Una cosa va detta: è impressionante la composizione delle corrispondenza tra vivi e morti, l’intreccio dei loro destini. Per la Szabó la differenza tra i morti e i vivi è solo qualitativa, non conta granché; i morti non muoiono […] chi ha vissuto per qualche tempo e sotto qualche forma in questa terra è immortale.
Via Katalin è un’opera potente, la si legge d’un fiato e al termine si resta disorientati, sconvolti, come raramente accade con un romanzo.

Magda Szabó è una grande scrittrice. Può non piacere, non piacerà certamente a chi vuole empatia, a chi ama scrittori più “caldi”, più sentimentali oppure scrittori più briosi, che sanno fare ricorso anche all’ironia.
Lei ha un freddo, assoluto controllo delle vicende che racconta. E sono sempre vicende di donne: gli uomini hanno un’importanza tutto sommato marginale.

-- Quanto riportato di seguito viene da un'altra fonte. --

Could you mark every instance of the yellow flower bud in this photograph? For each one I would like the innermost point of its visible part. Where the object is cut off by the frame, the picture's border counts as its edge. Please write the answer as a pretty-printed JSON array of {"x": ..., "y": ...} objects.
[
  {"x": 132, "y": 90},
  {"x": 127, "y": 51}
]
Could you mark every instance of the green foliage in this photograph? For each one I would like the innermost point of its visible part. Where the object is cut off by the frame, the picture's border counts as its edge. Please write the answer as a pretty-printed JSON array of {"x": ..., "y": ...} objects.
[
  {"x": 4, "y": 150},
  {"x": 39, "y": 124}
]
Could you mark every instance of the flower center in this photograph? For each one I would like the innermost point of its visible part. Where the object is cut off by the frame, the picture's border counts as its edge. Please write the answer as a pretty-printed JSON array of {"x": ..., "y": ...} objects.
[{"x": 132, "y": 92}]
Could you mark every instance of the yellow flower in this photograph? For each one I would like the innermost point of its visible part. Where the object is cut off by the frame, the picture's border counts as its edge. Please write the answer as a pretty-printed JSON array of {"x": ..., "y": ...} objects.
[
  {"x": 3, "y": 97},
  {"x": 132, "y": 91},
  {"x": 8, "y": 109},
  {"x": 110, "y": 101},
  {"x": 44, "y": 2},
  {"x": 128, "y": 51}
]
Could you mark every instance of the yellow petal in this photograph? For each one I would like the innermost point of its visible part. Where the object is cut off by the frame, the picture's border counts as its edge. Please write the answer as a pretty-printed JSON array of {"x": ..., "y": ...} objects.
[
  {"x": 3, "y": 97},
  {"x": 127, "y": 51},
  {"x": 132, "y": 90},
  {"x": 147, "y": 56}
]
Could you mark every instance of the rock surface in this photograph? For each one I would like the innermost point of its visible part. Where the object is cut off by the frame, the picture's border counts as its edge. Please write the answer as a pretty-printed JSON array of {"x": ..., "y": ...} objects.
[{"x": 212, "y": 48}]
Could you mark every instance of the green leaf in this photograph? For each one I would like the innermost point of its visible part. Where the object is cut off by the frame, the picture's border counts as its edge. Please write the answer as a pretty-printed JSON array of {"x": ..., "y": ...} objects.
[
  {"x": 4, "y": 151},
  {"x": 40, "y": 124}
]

Ogni sua opera è, almeno così a me pare, una denuncia dell’assenza, della sparizione dell’amore disinteressato, semplice, spontaneo. Le sue protagoniste ragionano troppo, calcolano troppo: sono in questo perfettamente novecentesche. E causano dolore e  rovina, propria e di quelli che hanno a che fare con loro. Sono tutte, in fondo, storie di solitudine, di impossibilità ed incapacità di stabilire relazioni profonde che diano un senso all’esistenza.
L’amore con cui veniamo amati è sempre una sorta di misericordia, scopre Irén. E con lei lo scopriamo anche noi lettori: una lezione sempre valida e da tenere sempre ben presente.